Without grace, there is no way to be saved, no way to be forgiven of our sins, no way to be made right with God, no way to have peace with God. Without grace, there is no way to be released from the prison of our sin and guilt, no way to have the hope of heaven when this earthly life is over, and no way to forgive others when they hurt us or do wrong to us in some way.
The Bible is clear: We are saved by grace alone through faith alone in Jesus Christ alone. This is what Paul says in his classic exposition on salvation by grace in Ephesians 2: “Because of His great love for us, God, who is rich in mercy, made us (spiritually) alive with Christ even when we were dead in transgressions [sins] – it is by grace you have been saved” (2:5). “For it is by grace you have been saved, through faith – and this is not from yourselves, it is the gift of God – not by works, so that no one can boast” (2:8-9).

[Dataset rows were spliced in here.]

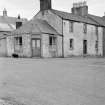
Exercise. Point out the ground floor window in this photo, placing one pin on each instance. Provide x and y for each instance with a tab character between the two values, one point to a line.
71	44
18	44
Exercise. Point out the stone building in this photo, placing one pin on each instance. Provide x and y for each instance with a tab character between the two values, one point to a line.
7	25
60	34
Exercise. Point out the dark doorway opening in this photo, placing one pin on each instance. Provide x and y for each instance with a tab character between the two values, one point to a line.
84	47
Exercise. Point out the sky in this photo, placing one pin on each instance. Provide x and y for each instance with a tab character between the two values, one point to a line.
28	8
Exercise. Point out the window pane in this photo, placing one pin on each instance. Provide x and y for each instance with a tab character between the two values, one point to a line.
71	43
50	40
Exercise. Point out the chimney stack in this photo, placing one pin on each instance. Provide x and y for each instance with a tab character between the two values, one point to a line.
80	8
45	5
4	12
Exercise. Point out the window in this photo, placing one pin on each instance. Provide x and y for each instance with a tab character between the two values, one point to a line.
52	40
85	28
18	41
96	46
96	31
71	44
70	26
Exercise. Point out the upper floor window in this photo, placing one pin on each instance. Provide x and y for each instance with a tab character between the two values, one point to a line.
71	24
18	41
85	28
71	44
96	30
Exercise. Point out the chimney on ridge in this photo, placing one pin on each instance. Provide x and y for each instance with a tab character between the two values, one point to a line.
45	4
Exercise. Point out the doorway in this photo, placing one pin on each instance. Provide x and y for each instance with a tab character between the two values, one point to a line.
36	47
84	47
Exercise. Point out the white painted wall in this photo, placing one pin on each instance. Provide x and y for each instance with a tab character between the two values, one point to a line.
78	37
3	47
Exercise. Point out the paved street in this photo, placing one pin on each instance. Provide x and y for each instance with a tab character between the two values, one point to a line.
68	81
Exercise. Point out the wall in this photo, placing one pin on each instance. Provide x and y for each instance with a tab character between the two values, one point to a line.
10	45
26	46
59	46
104	41
54	20
3	47
78	37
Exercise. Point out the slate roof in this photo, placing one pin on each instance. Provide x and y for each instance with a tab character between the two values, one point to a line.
90	19
8	23
35	26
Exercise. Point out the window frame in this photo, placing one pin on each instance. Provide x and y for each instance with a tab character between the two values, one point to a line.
71	26
71	44
52	41
18	40
85	28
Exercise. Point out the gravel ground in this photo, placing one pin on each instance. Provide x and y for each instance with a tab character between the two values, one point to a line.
68	81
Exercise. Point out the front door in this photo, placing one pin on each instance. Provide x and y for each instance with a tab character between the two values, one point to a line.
85	47
36	48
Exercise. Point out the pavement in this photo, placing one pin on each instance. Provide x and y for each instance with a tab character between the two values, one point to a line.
59	81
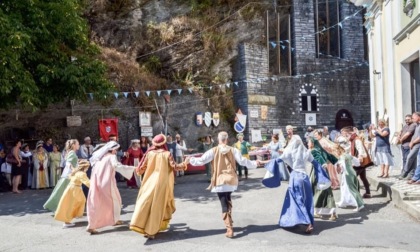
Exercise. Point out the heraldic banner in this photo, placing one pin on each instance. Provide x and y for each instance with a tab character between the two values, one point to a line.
108	127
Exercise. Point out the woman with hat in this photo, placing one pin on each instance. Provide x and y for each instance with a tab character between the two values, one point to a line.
104	200
244	147
155	202
40	174
72	203
133	157
71	162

Not only are we saved by grace, we live each day by grace, as recipients of the grace that saves us and strengthens us, that protects us from harm and provides for our spiritual well- being, that changes us bit by bit, step by step (sometimes three steps forward and two steps back) more and more into the likeness of the Lord Jesus (Romans 8:29), and that prompts us and enables us to show grace to others who, like us, don’t deserve it and never will.
In his quest to understand and experience grace, Yancey discovered that “grace comes free of charge to people who don’t deserve it, and I am one of those people.” Me, too! I am one of those people. So are you. We do not deserve grace. By definition it is undeserved. If you deserve it, it isn’t grace. Grace is not earned. It is given.
We don’t deserve to have our sins forgiven, nor do we deserve to have peace with God. We don’t deserve the grace we receive from other people. That is the nature of grace. It comes free of charge to people who don’t deserve it and never will. Like you and me. This may not be a formal definition of grace, but it is a beautiful description of what grace is – a gift – and how it works.